Last Updated on January 30, 2025
A bone island or enostosis is a common benign sclerotic bone lesion. It is asymptomatic and does not require treatment. It is usually seen as an incidental finding on x-ray, computed tomogram and MRI.
The pelvis, femur, and other long bones are the most common sites. These are also found in ribs, the carpal and tarsal bones, and the thoracolumbar vertebral bodies though it may be found anywhere in the skeleton.
Bone islands usually are 1 mm to 2 cm in diameter.
When the bone island is larger than 2 cm, they are classified as the giant bone island.
Bone islands earlier also known as enostoses, are common benign sclerotic bone lesions. When they occur in the skull they are called osteomas. However, the latest recommendations of WHO have advised that enostosis is not a recommended term. The lesions are more common in males.

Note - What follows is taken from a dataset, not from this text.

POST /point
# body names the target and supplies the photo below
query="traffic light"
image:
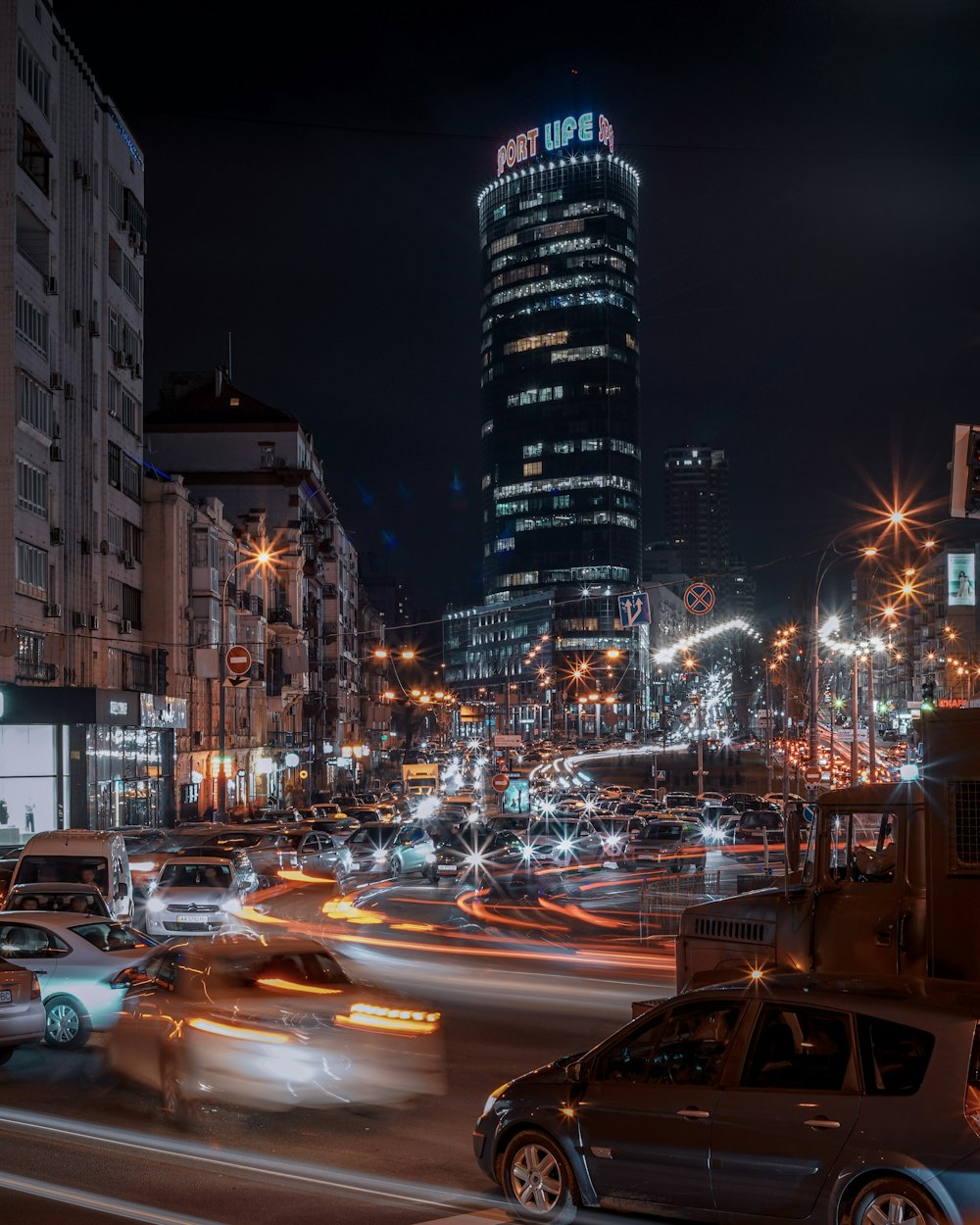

Osteopoikilosis is a condition, a skeletal dysplasia, characterized by the presence of multiple bone islands.
Cause
The exact cause of this lesion is not known. However, factors such as genetics, trauma, or mechanical stress on the bone have been suggested to be contributor to the development of the lesions.\
Sites of Occurrence
These often occur in the medullary cavity when it merges with merging with trabecular bone. These may be may be solitary or multiple. Though these can occur anywhere, there is a predilection for the pelvis, long bones, spine, and ribs.
Presentation of Bone Island
Mostly, the lesion is asymptomatic and usually an incidental finding on x-ray. CT or MRI done for other purposes. Rarely joint stiffness or occasional pain (very rare) may be complained in selected locations.
Imaging
X-ray
The lesion appears as small round or oval foci of homogeneously dense bone within the medullary space. They do not cause cortical destruction or periosteal reaction.The long axis of the bone island is often parallel to the long axis of the bone.
Xrays are considered diagnostic in these lesions.

CT
On CT scan, their appearance correlates with their plain film appearance. They are sclerotic and hyperdense foci with “thorny” radiations that blend with surrounding trabeculae.
MRI
These show low signal intensity on all sequences just like compact bone . There is no edema surrounding the edema nor there is any enhancement on contrast.
Nuclear medicine
Bone islands do not usually demonstrate increased radiotracer activity on bone scans (see the image below) in contrast to more aggressive lesions, such as metastases or primary bone tumors.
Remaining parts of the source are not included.